Meridional maps of ozone and water on Mars reveal

unexpected ozone minimum at sub-solar latitudes.

 

The first simultaneous meridional maps of Mars ozone and water have revealed an unexpected minimum in ozone at sub-solar latitudes (R.E. Novak, M.J. Mumma, M.A. DiSanti, N. Dello Russo, K. Magee-Sauer 2002, Icarus, in press).  The measurements were made during late northern spring on Mars using CSHELL on NASA's Infrared Telescope Facility atop Mauna Kea, Hawaii.  The observing geometry is shown in Fig. 1.  Water was found to increase monotonically from South to North, as expected for this season, and the retrieved abundance agrees with independent measurements from the ground and in space (Fig. 2).  However, ozone showed maxima in both hemispheres along with an unexpected minimum in the sub-solar region.  The detected ozone column burdens are considerably lower than the detection limits achieved on the Mariner 9 and Viking space missions (ozone has not been detected by the Thermal Emission Spectrometer on Mars Global Surveyor).  Mars ozone has been measured remotely with other techniques (HST, infrared heterodyne spectroscopy), but neither approach can provide simultaneous measurements of water.  The capability to map middle-atmosphere ozone and total water throughout its orbit represents a unique and powerful tool for investigating photochemical cycles on Mars. 

 

In these observations, O2 was used as a tracer for the ozone (O3) and HDO was used as a tracer for water (H2O).

 

Novak, R.E., M. J. Mumma, M.A. DiSanti, N. Dello Russo, K. Magee-Sauer 2002. Mapping of Ozone and Water in the Atmosphere of Mars near the 1997 aphelion: detection of an ozone minimum at sub-solar latitudes.

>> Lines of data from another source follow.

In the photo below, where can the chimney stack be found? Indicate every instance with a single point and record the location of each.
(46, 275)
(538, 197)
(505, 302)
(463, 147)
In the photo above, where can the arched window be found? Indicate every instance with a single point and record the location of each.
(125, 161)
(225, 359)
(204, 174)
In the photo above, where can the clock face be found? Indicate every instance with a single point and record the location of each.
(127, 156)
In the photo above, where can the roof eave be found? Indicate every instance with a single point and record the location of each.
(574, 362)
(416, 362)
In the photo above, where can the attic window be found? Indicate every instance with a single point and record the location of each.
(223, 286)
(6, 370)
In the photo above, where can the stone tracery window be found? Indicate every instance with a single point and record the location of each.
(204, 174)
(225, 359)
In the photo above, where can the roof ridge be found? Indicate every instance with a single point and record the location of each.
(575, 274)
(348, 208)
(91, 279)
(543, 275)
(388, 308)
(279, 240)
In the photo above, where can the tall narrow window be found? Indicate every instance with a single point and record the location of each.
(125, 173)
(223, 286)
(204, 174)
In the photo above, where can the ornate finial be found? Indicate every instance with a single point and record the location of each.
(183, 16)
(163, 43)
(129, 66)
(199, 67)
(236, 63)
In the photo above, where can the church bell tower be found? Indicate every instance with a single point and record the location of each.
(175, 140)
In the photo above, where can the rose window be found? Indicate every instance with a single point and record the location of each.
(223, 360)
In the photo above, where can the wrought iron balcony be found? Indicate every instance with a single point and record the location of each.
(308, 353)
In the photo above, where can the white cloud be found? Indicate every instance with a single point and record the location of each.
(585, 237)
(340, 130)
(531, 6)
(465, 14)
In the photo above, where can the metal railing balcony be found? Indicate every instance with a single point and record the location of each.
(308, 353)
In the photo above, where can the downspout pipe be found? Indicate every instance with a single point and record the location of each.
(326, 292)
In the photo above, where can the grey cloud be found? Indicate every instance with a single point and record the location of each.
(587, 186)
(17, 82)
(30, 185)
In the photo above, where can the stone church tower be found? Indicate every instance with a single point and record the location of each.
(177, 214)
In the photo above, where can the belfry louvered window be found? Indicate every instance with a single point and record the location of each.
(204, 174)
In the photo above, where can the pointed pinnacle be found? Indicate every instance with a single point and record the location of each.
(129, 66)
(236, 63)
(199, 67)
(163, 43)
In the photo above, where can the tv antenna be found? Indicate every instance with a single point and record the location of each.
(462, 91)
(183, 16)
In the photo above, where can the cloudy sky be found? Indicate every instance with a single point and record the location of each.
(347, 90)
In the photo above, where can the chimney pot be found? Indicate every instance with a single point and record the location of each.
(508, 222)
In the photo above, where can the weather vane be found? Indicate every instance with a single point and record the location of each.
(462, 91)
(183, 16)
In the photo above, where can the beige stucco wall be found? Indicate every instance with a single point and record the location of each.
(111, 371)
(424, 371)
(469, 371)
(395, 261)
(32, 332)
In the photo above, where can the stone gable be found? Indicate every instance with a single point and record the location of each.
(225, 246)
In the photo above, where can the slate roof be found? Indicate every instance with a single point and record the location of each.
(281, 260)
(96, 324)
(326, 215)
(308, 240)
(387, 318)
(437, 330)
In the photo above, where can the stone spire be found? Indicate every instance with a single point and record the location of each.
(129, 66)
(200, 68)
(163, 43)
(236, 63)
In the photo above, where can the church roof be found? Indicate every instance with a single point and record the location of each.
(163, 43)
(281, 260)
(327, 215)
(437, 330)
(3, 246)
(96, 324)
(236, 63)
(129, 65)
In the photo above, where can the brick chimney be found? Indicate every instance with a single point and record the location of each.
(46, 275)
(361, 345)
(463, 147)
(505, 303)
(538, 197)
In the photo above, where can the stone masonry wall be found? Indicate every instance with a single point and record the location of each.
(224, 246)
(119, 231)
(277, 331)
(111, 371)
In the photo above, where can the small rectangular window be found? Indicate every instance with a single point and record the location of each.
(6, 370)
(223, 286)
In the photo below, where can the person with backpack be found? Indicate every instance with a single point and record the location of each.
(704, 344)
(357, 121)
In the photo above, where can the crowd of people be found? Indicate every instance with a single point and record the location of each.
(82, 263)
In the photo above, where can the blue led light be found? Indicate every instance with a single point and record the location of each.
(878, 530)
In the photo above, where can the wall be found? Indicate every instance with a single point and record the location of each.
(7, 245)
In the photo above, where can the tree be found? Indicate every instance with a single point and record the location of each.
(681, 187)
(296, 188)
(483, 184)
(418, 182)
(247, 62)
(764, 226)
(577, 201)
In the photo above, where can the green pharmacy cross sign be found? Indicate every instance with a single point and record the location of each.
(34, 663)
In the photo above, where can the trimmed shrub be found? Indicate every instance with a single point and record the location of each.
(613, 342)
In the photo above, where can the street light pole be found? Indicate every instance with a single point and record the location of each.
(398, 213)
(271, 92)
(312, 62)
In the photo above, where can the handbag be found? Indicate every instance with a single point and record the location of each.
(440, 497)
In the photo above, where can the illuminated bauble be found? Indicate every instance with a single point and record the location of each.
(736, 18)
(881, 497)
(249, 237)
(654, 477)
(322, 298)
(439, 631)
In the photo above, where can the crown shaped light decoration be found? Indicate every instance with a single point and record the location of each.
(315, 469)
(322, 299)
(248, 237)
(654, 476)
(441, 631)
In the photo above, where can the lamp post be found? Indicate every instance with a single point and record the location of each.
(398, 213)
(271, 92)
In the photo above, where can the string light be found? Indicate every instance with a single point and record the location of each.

Icarus, in press.


Figure captions:

 

Fig. 1.  Aspect of Mars on UT 21 Jan 1997.  The coordinate system is centered at the sub-earth point; the directions are on the sky with tick marks indicating intervals of 1.0 arc-seconds.  The spectrometer slit (0.5 arc-sec wide) is centered on the sub-earth point and is aligned North-South on Mars.  The sub-solar point is indicated.  Diameter of Mars is ~9.7 arc-sec. (diagram courtesy of F. Espenak)

 

Fig. 2.  Column abundances of apparent ozone and total water versus latitude on Mars on 21 Jan 1997.  The observed ozone (O3) is located at altitudes greater than 20 km and is measured by observing O2 at 1.27 microns as a tracer of ozone. The increase in water column abundance in the north reflects the release of water from the polar cap during late northern spring. The water is located primarily at altitudes below 10 km.  The photolysis of water produces atomic hydrogen which then diffuses to higher altitudes.  The ozone column abundances are slightly asymmetric about the sub-solar latitude (smaller in the north), suggesting that destruction of ozone by atomic hydrogen in the northern polar region has already begun.  An unexpected minimum in ozone is observed at sub-solar latitudes; the cause is not known but it could be associated with clouds (gas-grain interaction could catalyze ozone destruction or could quench the O2 emission).  Further investigation is needed.